5.4. Evolution of the Displacement Front During Water-Alternating-CO2 Miscible Flooding

One-dimensional frequency encoding was applied during water-alternating-CO2 miscible flooding using NMR measurements, which directly revealed the spatial distribution of transverse relaxation signal amplitudes along the core (0 mm representing the gas/water injection end). This approach enabled a quantitative characterization of the propagation behavior and dynamic evolution of the displacement front, as illustrated in Figure 10. At a low injected pore volume (0.2 PV), supercritical CO2 rapidly extracted light hydrocarbon components and achieved local miscibility, resulting in a sharp reduction in signal amplitude near the inlet. At this stage, the displacement front had not yet propagated to the outlet end, and thus no significant signal variation was observed in that region. With further injection beyond 0.2 PV, the displacement front exhibited non-uniform advancement due to the inherent heterogeneity of the pore–throat structure. The aqueous phase preferentially broke through along dominant flow pathways, leading to the formation of preferential channels.

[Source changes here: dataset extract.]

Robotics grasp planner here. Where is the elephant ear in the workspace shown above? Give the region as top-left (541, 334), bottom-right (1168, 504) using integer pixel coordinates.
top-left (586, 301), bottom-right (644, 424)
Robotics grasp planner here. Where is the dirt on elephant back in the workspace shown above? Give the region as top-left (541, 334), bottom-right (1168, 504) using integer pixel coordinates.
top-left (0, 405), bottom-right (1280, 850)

In the later stage of flooding, the signal amplitude of Core 1 decreased gradually and uniformly along the core, indicating that gas–water alternating injection effectively suppressed gas channeling and improved mobility control. In contrast, for Core 2, the signal amplitude declined more rapidly, reflecting the stronger influence of pore structure heterogeneity on flow redistribution. For Core 3, the spatial disparity of the signal became increasingly pronounced, with dominant seepage pathways controlling the main flow, while low-permeability regions evolved into typical bypassed oil zones.

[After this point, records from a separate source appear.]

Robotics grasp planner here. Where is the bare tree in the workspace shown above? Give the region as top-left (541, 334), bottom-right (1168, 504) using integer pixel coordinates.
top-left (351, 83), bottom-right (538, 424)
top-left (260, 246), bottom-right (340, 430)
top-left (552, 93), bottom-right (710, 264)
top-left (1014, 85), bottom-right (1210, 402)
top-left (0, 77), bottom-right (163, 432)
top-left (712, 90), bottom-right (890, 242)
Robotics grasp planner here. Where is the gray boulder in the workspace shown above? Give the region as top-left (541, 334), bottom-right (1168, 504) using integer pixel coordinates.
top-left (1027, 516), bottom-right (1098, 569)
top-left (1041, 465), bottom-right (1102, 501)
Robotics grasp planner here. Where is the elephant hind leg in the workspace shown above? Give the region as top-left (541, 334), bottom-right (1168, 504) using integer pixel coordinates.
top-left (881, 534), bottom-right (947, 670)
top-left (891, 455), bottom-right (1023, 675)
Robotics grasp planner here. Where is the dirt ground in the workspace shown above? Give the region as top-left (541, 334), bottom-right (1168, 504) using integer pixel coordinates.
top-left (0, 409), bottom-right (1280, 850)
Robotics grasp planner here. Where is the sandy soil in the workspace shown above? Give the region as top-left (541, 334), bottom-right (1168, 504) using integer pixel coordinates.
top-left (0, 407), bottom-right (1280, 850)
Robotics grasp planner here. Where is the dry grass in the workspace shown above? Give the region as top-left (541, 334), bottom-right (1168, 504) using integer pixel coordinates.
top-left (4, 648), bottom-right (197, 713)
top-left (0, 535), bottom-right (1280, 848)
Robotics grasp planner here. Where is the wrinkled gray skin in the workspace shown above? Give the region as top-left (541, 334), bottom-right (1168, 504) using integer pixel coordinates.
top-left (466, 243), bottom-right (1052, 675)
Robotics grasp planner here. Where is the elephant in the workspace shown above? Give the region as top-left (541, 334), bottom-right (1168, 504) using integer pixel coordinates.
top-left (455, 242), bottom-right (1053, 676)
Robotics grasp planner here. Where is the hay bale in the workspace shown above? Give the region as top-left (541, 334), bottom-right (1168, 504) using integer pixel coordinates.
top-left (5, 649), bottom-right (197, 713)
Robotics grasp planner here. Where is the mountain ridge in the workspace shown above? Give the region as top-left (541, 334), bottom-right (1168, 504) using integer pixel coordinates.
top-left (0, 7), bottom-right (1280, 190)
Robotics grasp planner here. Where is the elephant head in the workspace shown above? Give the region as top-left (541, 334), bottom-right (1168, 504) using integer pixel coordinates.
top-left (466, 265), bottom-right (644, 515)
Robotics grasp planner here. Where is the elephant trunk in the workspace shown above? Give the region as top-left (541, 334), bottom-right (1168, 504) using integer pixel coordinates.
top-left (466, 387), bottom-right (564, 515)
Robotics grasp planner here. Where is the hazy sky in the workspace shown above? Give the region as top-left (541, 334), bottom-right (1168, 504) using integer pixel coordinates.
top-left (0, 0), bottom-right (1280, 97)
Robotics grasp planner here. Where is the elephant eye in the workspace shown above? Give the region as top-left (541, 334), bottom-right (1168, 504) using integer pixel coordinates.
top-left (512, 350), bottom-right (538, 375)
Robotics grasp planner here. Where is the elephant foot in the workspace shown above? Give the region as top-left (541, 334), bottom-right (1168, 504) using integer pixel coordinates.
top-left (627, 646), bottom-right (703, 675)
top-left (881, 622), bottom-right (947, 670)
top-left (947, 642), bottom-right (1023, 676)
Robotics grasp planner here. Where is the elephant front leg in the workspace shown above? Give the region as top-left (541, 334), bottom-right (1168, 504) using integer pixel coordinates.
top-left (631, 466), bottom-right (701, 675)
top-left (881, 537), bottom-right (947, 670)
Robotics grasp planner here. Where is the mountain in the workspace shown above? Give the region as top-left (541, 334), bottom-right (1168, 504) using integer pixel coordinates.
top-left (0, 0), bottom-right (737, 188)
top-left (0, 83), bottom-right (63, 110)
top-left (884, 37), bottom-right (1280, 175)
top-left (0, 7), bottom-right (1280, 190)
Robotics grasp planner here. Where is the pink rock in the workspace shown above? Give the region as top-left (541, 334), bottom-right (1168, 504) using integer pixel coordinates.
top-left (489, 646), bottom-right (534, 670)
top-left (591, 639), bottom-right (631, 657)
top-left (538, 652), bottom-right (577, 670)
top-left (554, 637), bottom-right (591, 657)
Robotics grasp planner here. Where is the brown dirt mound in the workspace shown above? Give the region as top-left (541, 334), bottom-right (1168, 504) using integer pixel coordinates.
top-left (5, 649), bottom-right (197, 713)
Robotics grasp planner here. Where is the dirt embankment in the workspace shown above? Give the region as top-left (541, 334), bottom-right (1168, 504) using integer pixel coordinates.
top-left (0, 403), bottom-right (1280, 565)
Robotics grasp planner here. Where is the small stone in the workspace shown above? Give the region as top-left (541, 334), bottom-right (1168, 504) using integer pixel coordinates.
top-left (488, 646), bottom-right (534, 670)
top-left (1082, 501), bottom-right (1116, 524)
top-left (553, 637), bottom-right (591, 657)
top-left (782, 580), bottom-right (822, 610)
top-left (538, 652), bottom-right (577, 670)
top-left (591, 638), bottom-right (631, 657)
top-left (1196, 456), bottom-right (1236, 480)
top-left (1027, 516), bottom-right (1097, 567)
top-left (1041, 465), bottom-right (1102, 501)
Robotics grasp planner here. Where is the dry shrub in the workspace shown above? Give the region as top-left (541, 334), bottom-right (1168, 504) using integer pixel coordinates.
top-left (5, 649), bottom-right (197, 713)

Figure 11 presents the layered saturation distribution in different rock types during water-alternating-CO2 miscible flooding. The variation in interlayer saturation is closely associated with vertical pore–throat heterogeneity, which governs the uniformity of layered saturation distribution at different positions after breakthrough. For Core 3, which exhibits pronounced microscopic heterogeneity, significant differences in layered saturation are observed in the later stage of water-alternating-CO2 miscible flooding. At 0.2 PV, the injected water has already established a preferential flow pathway along the bottom layer, while the gas–water alternating slugs provide only a limited blocking effect. Subsequently, the injected fluids continue to channel rapidly along pathways with low flow resistance, making it difficult to effectively sweep the surrounding low-permeability regions. Moreover, due to the abundance of fine pore–throat structures in Core 3, local pore–throat heterogeneity and wettability differences give rise to capillary barriers. Fine pore–throat structures are most developed in the 35–45 mm region, corresponding to relatively high layered saturation. During the migration of remaining oil within different regions of the core, coalescence occurs, forming clustered remaining oil that migrates collectively toward the outlet end. As a result, higher oil saturation is observed near the outlet. As dissolution effects progressively enlarge the flow pathways, the signal at the outlet end gradually decreases in the later stage.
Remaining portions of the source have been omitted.